Of course he wasn’t there yet.

Yet.

Knowing he would be—knowing she could be—made tonight somehow worse.

Her mother called, but she let it go to voicemail.

A pep talk wasn’t required.

Lydia didn’t need to be told that everything hinged on tonight. That the castle was at the very end of the line and that it would come down to her actions tonight to save it.

She had a shallow bath, so as not to mess up her new curls, and as she washed she tried to remind herself how good-looking Bastiano was.

Even his scar did not mar his good looks.

He had been attending a wedding when they’d first met.

Maybe this time when he kissed her she would know better how to respond.

Try as she might, though, she couldn’t keep her focus on Bastiano.
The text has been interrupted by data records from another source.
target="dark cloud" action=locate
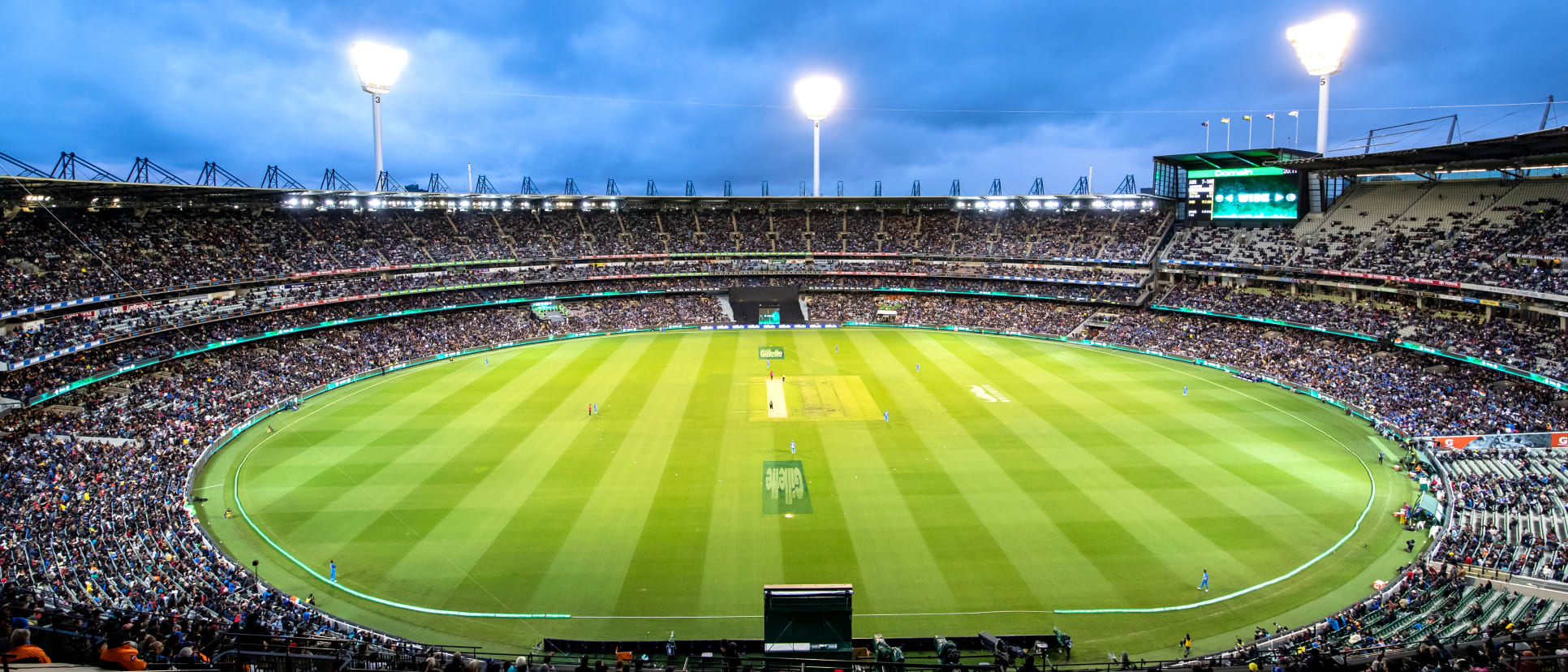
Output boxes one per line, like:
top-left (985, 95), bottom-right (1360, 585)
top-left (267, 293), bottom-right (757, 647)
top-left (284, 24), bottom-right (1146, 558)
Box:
top-left (0, 0), bottom-right (1568, 194)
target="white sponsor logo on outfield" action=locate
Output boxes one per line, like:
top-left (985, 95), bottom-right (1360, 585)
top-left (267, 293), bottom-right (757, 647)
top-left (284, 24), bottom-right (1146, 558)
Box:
top-left (969, 386), bottom-right (1013, 404)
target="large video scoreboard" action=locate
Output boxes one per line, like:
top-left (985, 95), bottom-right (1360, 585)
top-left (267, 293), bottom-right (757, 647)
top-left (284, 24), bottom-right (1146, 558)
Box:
top-left (1187, 166), bottom-right (1306, 221)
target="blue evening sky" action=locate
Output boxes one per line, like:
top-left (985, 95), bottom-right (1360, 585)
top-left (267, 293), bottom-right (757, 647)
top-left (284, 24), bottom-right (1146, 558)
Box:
top-left (0, 0), bottom-right (1568, 194)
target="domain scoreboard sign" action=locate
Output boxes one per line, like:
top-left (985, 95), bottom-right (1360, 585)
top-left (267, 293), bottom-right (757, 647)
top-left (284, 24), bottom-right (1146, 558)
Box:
top-left (762, 459), bottom-right (811, 515)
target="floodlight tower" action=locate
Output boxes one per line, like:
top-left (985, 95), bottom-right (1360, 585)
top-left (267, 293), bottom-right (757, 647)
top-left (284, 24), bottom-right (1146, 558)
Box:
top-left (795, 75), bottom-right (843, 196)
top-left (348, 42), bottom-right (407, 182)
top-left (1284, 12), bottom-right (1356, 153)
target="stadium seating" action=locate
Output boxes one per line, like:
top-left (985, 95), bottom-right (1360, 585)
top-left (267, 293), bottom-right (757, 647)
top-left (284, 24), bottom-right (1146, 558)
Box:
top-left (1161, 179), bottom-right (1568, 295)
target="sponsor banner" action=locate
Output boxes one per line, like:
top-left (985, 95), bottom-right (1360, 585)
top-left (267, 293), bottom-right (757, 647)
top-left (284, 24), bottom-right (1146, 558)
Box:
top-left (1425, 433), bottom-right (1568, 451)
top-left (762, 459), bottom-right (811, 515)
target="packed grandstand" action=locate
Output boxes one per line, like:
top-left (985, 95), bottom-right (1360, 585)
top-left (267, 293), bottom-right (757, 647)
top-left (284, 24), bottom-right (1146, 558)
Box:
top-left (0, 127), bottom-right (1568, 670)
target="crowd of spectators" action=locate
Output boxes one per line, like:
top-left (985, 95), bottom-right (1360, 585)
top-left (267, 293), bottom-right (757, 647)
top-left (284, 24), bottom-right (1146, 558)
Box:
top-left (1097, 308), bottom-right (1568, 436)
top-left (0, 295), bottom-right (725, 650)
top-left (808, 293), bottom-right (1093, 335)
top-left (9, 283), bottom-right (1568, 658)
top-left (1162, 188), bottom-right (1568, 295)
top-left (1435, 448), bottom-right (1568, 581)
top-left (1157, 283), bottom-right (1568, 379)
top-left (0, 260), bottom-right (1144, 392)
top-left (0, 209), bottom-right (1164, 308)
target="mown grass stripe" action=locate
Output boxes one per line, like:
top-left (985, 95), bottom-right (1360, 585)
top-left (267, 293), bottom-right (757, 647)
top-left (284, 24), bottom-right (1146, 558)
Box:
top-left (320, 338), bottom-right (640, 598)
top-left (842, 334), bottom-right (1043, 610)
top-left (614, 338), bottom-right (739, 614)
top-left (454, 337), bottom-right (674, 614)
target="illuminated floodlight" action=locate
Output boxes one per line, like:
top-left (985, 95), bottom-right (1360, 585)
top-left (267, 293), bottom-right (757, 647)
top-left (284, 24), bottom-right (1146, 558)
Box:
top-left (348, 42), bottom-right (407, 185)
top-left (348, 42), bottom-right (407, 94)
top-left (1284, 12), bottom-right (1356, 153)
top-left (795, 75), bottom-right (843, 121)
top-left (795, 75), bottom-right (843, 196)
top-left (1284, 12), bottom-right (1356, 77)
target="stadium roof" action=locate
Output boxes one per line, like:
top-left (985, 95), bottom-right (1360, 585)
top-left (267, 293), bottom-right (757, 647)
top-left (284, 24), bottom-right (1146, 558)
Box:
top-left (0, 175), bottom-right (288, 205)
top-left (0, 175), bottom-right (1165, 209)
top-left (1154, 147), bottom-right (1317, 170)
top-left (1272, 125), bottom-right (1568, 175)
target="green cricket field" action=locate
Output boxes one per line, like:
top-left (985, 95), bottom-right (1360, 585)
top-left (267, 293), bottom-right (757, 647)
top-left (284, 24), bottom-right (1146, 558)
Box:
top-left (196, 327), bottom-right (1416, 660)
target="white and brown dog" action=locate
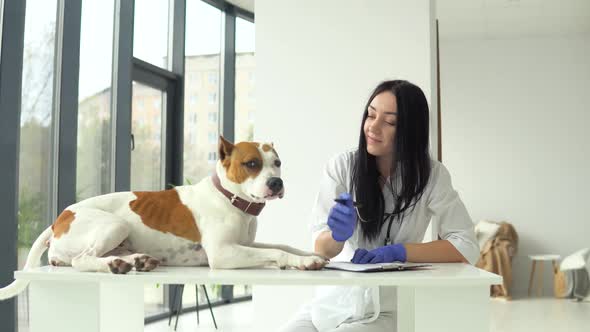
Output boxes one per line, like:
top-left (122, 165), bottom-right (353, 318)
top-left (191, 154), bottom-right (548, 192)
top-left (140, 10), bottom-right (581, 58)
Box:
top-left (0, 137), bottom-right (327, 299)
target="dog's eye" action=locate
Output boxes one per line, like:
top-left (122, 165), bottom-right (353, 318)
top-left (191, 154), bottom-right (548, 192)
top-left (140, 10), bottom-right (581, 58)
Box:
top-left (244, 160), bottom-right (258, 168)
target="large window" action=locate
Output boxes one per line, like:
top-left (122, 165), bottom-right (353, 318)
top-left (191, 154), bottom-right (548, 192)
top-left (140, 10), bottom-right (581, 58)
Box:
top-left (0, 0), bottom-right (255, 332)
top-left (133, 0), bottom-right (169, 68)
top-left (184, 1), bottom-right (222, 183)
top-left (131, 82), bottom-right (166, 191)
top-left (76, 0), bottom-right (114, 201)
top-left (17, 0), bottom-right (57, 332)
top-left (235, 17), bottom-right (256, 142)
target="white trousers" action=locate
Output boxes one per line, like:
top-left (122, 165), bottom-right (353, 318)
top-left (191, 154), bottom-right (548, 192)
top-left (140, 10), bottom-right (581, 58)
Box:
top-left (279, 310), bottom-right (397, 332)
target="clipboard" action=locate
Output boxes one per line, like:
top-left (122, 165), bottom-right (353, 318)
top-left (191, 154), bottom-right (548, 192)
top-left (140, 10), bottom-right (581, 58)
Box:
top-left (324, 262), bottom-right (432, 272)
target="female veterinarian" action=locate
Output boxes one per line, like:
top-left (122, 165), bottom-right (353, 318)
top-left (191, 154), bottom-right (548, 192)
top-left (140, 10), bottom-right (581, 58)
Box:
top-left (282, 80), bottom-right (479, 332)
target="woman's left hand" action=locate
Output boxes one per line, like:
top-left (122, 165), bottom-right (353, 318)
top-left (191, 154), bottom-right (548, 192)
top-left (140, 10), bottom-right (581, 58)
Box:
top-left (350, 243), bottom-right (406, 264)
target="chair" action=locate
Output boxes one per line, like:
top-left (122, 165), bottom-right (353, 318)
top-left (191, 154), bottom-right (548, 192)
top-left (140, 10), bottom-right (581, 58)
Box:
top-left (168, 285), bottom-right (217, 331)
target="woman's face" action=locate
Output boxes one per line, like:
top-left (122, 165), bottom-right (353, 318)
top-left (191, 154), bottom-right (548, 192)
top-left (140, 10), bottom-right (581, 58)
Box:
top-left (363, 91), bottom-right (397, 157)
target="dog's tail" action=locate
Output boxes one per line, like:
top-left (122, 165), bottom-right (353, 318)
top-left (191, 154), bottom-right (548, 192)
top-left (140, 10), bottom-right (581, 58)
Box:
top-left (0, 227), bottom-right (52, 300)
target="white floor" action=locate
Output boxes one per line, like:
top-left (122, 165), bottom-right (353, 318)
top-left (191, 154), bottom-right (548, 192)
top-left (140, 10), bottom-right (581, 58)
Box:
top-left (145, 298), bottom-right (590, 332)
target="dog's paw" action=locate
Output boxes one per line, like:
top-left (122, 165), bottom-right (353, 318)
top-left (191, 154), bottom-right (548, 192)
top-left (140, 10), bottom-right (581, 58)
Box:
top-left (135, 255), bottom-right (160, 272)
top-left (297, 255), bottom-right (329, 270)
top-left (109, 258), bottom-right (133, 274)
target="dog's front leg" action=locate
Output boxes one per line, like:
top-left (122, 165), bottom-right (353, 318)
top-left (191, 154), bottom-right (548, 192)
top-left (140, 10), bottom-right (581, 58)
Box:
top-left (205, 244), bottom-right (327, 270)
top-left (251, 242), bottom-right (325, 258)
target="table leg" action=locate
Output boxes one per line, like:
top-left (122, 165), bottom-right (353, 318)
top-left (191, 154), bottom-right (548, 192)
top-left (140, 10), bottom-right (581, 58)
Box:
top-left (537, 261), bottom-right (545, 297)
top-left (397, 285), bottom-right (490, 332)
top-left (529, 261), bottom-right (537, 296)
top-left (29, 281), bottom-right (144, 332)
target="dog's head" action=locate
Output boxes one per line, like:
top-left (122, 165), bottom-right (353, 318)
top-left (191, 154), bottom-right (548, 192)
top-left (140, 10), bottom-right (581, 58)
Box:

Her thoughts strayed to Raul.

With a sob of frustration Lydia hauled herself out of the bath and dried herself.

In a last-ditch attempt, Lydia rang Arabella. Searching for an excuse—any excuse—to get out of this meeting tonight.

‘Lydia!’ Arabella was brusque. ‘I meant to call you. You didn’t say it was this weekend you were in Rome.’

Of course Lydia had.

‘I’ve actually got a party on tonight,’ Arabella said.

‘Sounds good.’

‘Invitation only.’

And of course Lydia was not invited.

And there she sat again, like a beggar beside the table, waiting for Arabella’s crumbs.

‘That’s fine.’

Lydia rang off.

Maurice was right. She had no friends.

Arabella was her only contact from her first school, but she kept her at arm’s length, and there hadn’t even been a semblance of friendship at the other school.

Lydia could remember the howls of laughter from the other students when she had shaken hands and made a small curtsey for the teacher at the end of her first day.

It was what she had been taught, but of course her norms weren’t the norms of her new school.

She didn’t fit in anywhere.

Yet this morning Lydia had felt she did.

Oh, Raul had been far too forward and suggestive, but when they had spoken she had felt as if she were confiding in a friend—had felt a little as if she belonged in the world.